You all know the signs. You have way too much to do. You've made a list and the list took too long to write so now you're already behind. You start thinking about what you can cut off the list. (I don't need to color my hair/shave my legs) and you question your sanity for other items on the list (why did I volunteer to make cookies for heaven's sakes?)

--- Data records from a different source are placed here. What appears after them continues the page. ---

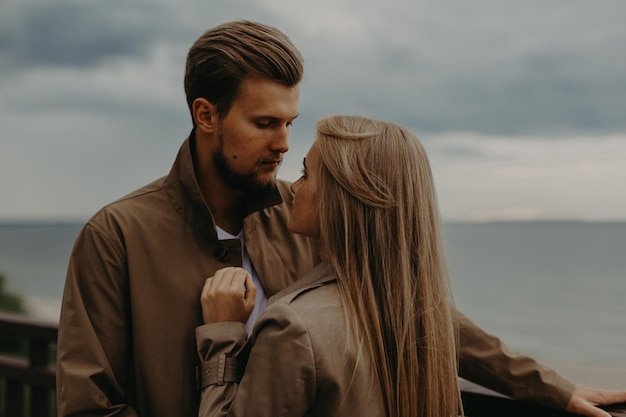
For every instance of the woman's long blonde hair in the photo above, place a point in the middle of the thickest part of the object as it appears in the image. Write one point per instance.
(377, 203)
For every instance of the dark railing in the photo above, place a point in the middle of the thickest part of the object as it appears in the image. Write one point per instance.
(27, 382)
(27, 373)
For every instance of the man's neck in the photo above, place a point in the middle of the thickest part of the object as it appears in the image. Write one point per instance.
(227, 207)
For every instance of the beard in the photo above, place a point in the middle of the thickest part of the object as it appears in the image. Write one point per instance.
(248, 181)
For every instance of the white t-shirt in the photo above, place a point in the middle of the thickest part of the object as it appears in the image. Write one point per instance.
(260, 300)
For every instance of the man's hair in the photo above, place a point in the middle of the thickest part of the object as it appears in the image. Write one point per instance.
(224, 56)
(377, 205)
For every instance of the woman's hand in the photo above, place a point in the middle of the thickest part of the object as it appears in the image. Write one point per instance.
(228, 296)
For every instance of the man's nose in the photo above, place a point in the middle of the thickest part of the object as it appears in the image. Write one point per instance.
(280, 142)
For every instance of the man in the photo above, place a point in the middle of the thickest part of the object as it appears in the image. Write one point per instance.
(131, 302)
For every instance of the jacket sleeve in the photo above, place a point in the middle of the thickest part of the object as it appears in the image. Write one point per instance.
(485, 360)
(279, 378)
(94, 348)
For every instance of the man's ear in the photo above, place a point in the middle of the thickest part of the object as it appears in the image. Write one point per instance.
(204, 114)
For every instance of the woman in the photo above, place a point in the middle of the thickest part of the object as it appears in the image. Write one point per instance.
(368, 332)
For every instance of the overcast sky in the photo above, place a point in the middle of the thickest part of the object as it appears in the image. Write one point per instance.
(520, 104)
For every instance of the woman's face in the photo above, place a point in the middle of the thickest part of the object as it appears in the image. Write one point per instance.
(304, 219)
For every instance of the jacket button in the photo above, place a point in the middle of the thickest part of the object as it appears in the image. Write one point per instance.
(221, 253)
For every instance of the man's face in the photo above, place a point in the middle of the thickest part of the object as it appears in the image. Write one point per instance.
(253, 136)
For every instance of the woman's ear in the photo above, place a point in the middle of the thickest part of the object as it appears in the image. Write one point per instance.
(204, 114)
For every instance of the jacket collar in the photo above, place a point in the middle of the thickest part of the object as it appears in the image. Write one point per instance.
(184, 193)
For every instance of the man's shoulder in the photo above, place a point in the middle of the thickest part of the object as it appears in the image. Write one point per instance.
(134, 204)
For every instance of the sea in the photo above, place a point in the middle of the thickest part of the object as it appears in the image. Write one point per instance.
(553, 290)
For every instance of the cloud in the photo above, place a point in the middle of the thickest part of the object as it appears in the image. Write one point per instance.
(92, 104)
(529, 179)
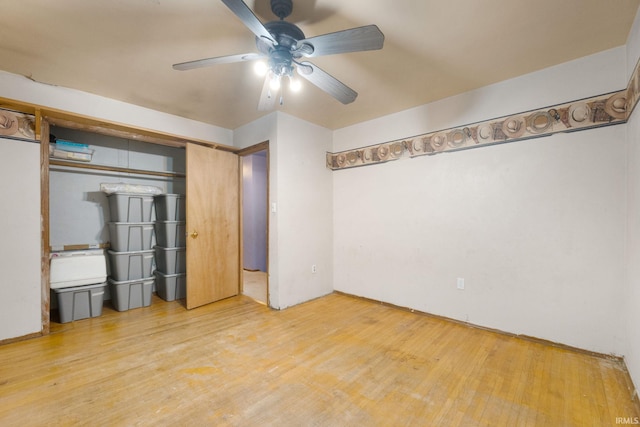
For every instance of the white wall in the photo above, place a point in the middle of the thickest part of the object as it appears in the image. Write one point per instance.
(536, 228)
(20, 88)
(20, 282)
(305, 211)
(300, 186)
(632, 356)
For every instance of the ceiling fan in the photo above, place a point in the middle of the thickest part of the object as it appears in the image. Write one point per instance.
(283, 46)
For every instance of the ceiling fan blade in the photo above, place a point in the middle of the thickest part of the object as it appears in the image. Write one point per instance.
(268, 96)
(358, 39)
(217, 60)
(327, 82)
(248, 18)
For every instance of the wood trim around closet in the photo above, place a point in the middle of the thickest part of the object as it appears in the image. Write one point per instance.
(44, 220)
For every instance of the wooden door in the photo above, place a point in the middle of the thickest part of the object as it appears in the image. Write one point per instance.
(213, 225)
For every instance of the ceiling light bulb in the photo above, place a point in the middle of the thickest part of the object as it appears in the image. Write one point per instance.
(294, 84)
(261, 68)
(275, 83)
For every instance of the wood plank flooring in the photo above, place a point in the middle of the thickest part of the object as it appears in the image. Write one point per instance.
(334, 361)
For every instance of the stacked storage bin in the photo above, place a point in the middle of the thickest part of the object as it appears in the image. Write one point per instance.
(131, 255)
(170, 250)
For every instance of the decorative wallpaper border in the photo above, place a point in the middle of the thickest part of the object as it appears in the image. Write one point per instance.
(603, 110)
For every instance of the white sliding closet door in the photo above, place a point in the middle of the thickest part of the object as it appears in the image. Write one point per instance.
(20, 239)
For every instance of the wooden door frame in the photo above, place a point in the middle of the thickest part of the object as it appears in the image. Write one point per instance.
(262, 146)
(45, 117)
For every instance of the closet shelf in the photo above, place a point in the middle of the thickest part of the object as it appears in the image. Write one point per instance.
(56, 162)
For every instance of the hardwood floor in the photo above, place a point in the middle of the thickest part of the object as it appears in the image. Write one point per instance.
(255, 285)
(337, 360)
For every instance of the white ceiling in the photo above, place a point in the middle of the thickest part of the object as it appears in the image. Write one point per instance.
(124, 49)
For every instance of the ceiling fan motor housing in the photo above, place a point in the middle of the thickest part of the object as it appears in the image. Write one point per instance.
(281, 8)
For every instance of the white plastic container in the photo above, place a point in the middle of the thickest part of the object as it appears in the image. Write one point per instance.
(130, 207)
(78, 282)
(77, 268)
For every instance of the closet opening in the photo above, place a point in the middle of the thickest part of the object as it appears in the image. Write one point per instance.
(84, 224)
(255, 222)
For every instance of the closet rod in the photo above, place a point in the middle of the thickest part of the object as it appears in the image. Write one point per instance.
(53, 162)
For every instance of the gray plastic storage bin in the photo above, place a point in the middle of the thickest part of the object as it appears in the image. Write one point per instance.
(80, 302)
(171, 234)
(131, 294)
(130, 236)
(170, 207)
(130, 207)
(130, 265)
(171, 286)
(171, 260)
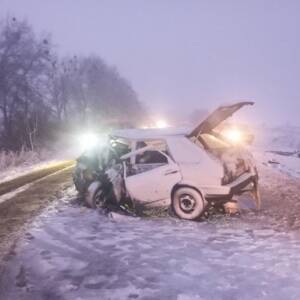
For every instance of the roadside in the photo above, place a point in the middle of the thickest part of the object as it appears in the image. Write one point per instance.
(13, 184)
(20, 210)
(71, 252)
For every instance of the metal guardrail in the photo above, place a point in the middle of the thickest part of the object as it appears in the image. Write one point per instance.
(11, 185)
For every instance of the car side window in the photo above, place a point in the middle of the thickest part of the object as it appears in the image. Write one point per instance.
(147, 161)
(151, 157)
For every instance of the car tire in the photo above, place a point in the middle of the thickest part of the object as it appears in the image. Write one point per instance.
(188, 203)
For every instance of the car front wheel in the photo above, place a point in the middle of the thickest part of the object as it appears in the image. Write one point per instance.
(187, 203)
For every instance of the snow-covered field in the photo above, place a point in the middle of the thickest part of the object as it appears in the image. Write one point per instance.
(71, 252)
(77, 253)
(279, 149)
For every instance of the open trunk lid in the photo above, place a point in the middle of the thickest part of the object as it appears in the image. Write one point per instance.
(217, 117)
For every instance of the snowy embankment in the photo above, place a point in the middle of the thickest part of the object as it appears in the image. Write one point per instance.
(279, 149)
(14, 164)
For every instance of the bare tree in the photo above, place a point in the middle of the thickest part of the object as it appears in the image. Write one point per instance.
(23, 61)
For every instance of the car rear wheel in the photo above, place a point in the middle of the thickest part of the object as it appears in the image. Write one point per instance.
(187, 203)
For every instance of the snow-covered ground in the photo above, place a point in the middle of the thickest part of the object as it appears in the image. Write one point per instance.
(279, 149)
(77, 253)
(71, 252)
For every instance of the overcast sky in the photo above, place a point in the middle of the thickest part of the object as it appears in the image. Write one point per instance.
(182, 55)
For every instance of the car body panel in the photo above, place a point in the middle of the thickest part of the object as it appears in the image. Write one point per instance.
(216, 117)
(153, 187)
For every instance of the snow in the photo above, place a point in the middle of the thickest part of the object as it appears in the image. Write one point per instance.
(83, 254)
(15, 172)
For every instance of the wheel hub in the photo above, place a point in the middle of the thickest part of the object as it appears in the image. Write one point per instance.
(187, 203)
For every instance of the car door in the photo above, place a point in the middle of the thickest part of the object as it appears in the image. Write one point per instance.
(151, 178)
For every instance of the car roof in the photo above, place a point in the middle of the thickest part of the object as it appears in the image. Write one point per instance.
(149, 134)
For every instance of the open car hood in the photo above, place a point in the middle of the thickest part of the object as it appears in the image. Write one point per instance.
(217, 117)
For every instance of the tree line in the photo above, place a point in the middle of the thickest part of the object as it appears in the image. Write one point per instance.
(42, 93)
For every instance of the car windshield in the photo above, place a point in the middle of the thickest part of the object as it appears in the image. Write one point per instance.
(212, 142)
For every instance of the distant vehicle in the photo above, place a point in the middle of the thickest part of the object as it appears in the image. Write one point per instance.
(186, 170)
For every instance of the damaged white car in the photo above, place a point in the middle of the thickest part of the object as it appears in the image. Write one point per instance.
(186, 170)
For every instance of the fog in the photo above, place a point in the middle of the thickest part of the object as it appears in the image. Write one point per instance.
(184, 55)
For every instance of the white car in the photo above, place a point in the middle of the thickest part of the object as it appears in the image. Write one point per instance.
(182, 169)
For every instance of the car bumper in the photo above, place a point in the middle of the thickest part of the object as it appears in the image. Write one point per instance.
(244, 183)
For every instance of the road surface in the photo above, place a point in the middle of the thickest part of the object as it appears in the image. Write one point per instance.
(71, 252)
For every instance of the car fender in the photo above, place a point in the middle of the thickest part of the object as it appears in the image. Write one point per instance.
(189, 184)
(206, 190)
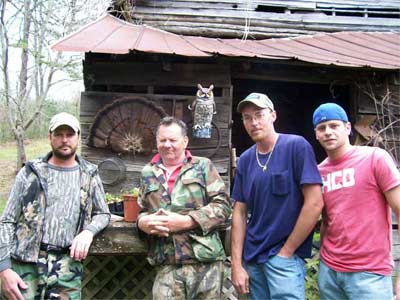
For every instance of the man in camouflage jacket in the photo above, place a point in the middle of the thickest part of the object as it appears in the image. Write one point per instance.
(183, 200)
(65, 213)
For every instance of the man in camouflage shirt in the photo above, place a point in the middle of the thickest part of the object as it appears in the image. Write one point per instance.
(55, 208)
(183, 200)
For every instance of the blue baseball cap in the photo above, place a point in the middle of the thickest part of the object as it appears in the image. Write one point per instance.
(327, 112)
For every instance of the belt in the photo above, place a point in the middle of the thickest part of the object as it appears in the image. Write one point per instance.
(53, 249)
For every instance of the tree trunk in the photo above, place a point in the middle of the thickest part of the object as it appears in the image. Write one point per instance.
(20, 138)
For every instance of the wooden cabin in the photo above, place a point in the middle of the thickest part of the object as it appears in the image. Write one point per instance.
(135, 74)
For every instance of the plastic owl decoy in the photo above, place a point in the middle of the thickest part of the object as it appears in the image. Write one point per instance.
(203, 108)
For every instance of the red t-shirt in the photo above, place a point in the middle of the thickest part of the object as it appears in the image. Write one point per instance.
(357, 221)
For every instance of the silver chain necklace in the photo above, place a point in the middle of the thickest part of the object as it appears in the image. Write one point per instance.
(265, 166)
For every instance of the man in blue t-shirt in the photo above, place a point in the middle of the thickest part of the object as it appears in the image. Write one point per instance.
(278, 200)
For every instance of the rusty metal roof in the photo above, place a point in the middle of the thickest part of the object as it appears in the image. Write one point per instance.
(108, 34)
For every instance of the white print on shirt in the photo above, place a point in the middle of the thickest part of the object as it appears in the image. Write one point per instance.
(338, 179)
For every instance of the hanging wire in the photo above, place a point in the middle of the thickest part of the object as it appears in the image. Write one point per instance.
(247, 21)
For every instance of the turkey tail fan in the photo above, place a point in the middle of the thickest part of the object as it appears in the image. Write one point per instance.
(127, 125)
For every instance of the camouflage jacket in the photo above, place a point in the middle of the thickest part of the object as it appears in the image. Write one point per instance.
(199, 192)
(21, 225)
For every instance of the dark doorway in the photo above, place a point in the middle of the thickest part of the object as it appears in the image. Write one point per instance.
(294, 104)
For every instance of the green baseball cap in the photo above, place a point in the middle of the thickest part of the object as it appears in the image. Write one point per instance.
(260, 100)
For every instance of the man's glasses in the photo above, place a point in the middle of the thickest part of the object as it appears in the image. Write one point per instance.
(258, 116)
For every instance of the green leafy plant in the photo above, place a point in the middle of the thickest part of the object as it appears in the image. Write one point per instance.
(112, 198)
(132, 191)
(312, 292)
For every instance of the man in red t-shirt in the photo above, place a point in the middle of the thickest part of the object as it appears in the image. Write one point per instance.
(360, 185)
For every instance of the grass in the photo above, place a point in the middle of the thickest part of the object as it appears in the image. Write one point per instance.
(8, 162)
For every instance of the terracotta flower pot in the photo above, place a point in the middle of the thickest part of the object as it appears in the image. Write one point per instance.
(131, 208)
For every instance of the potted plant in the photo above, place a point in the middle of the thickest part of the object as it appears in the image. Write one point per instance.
(131, 207)
(115, 205)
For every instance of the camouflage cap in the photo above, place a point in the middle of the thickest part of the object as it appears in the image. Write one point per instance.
(260, 100)
(64, 119)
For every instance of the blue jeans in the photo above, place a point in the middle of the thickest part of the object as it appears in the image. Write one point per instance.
(353, 285)
(278, 278)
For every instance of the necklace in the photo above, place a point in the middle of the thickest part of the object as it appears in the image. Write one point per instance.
(265, 166)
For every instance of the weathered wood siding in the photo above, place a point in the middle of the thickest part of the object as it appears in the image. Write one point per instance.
(265, 19)
(172, 87)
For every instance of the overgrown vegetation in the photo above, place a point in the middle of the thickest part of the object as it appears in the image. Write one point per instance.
(39, 128)
(35, 148)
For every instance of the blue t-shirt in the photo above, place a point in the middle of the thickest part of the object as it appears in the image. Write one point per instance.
(274, 197)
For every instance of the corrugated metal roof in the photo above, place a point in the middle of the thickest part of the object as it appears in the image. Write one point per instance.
(108, 34)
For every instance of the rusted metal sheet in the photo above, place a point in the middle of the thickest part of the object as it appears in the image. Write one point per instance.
(380, 50)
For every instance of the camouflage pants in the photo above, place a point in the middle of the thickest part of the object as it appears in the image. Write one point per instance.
(194, 281)
(54, 276)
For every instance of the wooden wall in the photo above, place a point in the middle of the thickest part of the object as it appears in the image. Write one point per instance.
(171, 86)
(266, 19)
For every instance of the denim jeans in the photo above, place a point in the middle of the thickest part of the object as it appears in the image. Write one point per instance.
(278, 278)
(353, 285)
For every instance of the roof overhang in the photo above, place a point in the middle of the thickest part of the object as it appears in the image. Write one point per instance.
(108, 34)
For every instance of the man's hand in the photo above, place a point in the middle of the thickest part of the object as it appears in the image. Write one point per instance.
(81, 244)
(11, 284)
(240, 280)
(164, 222)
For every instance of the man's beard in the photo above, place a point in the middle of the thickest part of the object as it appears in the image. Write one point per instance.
(63, 156)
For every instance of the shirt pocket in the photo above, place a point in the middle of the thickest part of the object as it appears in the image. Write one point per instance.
(152, 198)
(193, 193)
(280, 183)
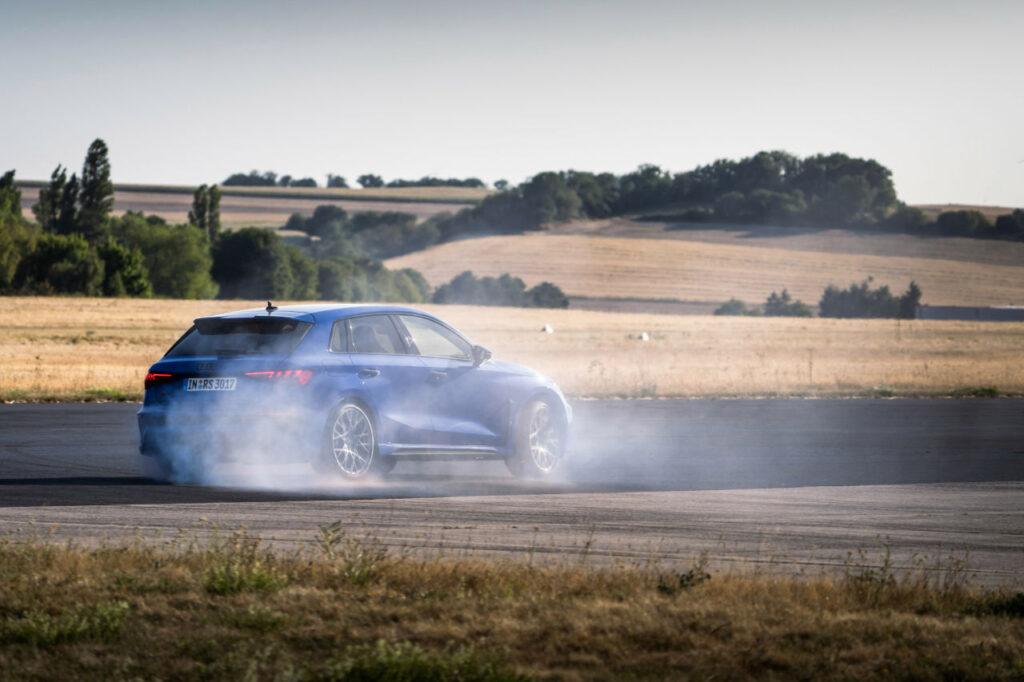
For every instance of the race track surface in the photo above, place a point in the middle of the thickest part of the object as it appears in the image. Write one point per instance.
(760, 484)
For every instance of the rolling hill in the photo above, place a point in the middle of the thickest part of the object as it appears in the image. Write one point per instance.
(712, 266)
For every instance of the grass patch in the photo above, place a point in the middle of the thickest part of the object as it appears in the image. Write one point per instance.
(96, 622)
(590, 353)
(976, 391)
(346, 608)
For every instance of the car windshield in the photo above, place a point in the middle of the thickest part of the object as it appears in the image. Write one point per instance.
(269, 336)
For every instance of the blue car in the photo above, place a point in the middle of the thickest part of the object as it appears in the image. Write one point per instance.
(351, 389)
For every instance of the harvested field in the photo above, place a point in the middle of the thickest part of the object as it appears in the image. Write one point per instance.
(619, 267)
(932, 211)
(805, 239)
(100, 348)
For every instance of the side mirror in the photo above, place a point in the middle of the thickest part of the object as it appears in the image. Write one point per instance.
(480, 355)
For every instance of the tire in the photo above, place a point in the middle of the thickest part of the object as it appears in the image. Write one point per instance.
(540, 441)
(350, 443)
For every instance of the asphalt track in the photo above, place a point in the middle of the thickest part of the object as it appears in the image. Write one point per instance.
(792, 485)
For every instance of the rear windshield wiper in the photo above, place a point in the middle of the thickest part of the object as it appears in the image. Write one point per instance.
(235, 351)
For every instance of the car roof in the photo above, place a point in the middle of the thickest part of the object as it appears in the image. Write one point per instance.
(316, 311)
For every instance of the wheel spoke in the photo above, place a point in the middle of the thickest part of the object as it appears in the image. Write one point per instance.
(352, 440)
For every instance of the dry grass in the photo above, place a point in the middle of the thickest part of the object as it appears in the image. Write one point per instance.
(352, 609)
(100, 348)
(697, 271)
(807, 239)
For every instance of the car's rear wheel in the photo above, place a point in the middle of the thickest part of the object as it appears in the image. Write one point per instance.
(540, 441)
(350, 443)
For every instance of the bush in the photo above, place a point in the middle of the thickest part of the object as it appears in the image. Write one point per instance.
(505, 290)
(62, 264)
(176, 258)
(781, 306)
(862, 301)
(253, 263)
(964, 223)
(735, 307)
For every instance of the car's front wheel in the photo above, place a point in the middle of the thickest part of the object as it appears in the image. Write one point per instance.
(350, 443)
(540, 441)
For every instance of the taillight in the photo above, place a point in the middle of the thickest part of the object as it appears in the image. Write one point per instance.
(156, 379)
(301, 376)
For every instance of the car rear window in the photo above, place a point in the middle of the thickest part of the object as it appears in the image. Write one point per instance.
(269, 336)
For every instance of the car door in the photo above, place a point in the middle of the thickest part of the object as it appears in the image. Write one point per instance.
(395, 381)
(470, 406)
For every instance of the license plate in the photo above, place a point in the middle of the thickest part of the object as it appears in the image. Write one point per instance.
(211, 384)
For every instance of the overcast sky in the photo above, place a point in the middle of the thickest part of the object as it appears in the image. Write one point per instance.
(189, 92)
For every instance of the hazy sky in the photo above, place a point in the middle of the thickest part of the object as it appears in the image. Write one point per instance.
(189, 92)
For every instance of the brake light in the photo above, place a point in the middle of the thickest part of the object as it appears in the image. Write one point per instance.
(156, 379)
(302, 376)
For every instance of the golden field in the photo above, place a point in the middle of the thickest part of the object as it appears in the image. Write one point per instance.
(685, 270)
(100, 348)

And then you hit the wall. Somewhere between working out (because you have to, because you told the planet you were going to go and you're a big lump so you better go) and making those cookies for the coworker who is doing a big favor for you (let's hope no one knows you're using your "secret recipe" for cookies) you hit a wall. Sure, it's only 7 PM, but you know that once that last batch of cookies hits the rack, nothing else is happening. You're not painting your toe nails (which means you don't have to pack sandals for your weekend with the girls, which means you probably don't have to shave your legs because if you're not going to wear sandals you're certainly not going to wear Capri pants.) you're not waxing your eyebrows (the bushy look is in anyway).
You are, however, going to hunker down with some Chinese take out and watch the "Project Runway" finale because, well, that's all you're really capable of doing in this mind set.
You certainly aren't in the right place to write.
I read someplace once that the great American novel was killed by the invention of Central Air. The author of the article pointed out the great Southern authors and how simmering in the hot Gulf Coast summers created a sort of creative insanity that gave us many of the great American Novels. I tend to agree with that idea...to a point. I think we are still a very creative society. I think, however, that true creativity is being crushed under the weight of the "HAVE TO'S" in life. I have to work. I have to feed the children, I have to do laundry. I have to take the cookies out of the oven. (Can we tell exactly what Sarah is doing RIGHT NOW besides blogging?)
There are too many HAVE TO's in the world for real creativity to shine on a broad spectrum. We're fed endless muck and retread TV shows because, and we watch because we're too exhausted to have to follow a show that takes some thought. (I seriously have every episode of "Once Upon a Time" on my DVR. I promise myself every week that I will catch up on it.)
Right now, it should come as no surprise, I'm being crushed by "HAVE TO's." I'm not in a place where I want to write. The good news, the silver lining, to being a complete unknown in the world of writing, is that the deadlines you have are the ones you set and you can move them all you want. I had a deadline for the two books I'm working on...and that deadline passed last week.
Of course, I also seemed to have lost my artist...Nicola? Nicola Martinez? Where are you?????? My novel has suddenly gotten boring, and I'm not finding my nit wit coworker quite as funny as I used to.
Never fear, however. A day will come, very soon, when I get the urge to write again, and then all will be well. I'll stop snacking late at night, I'll smile a lot more, and I'll ignore the HAVE TO's and listen to the WANT TO's.
But right now, I'm going to finish baking cookies and then I'm going to watch Project Runway.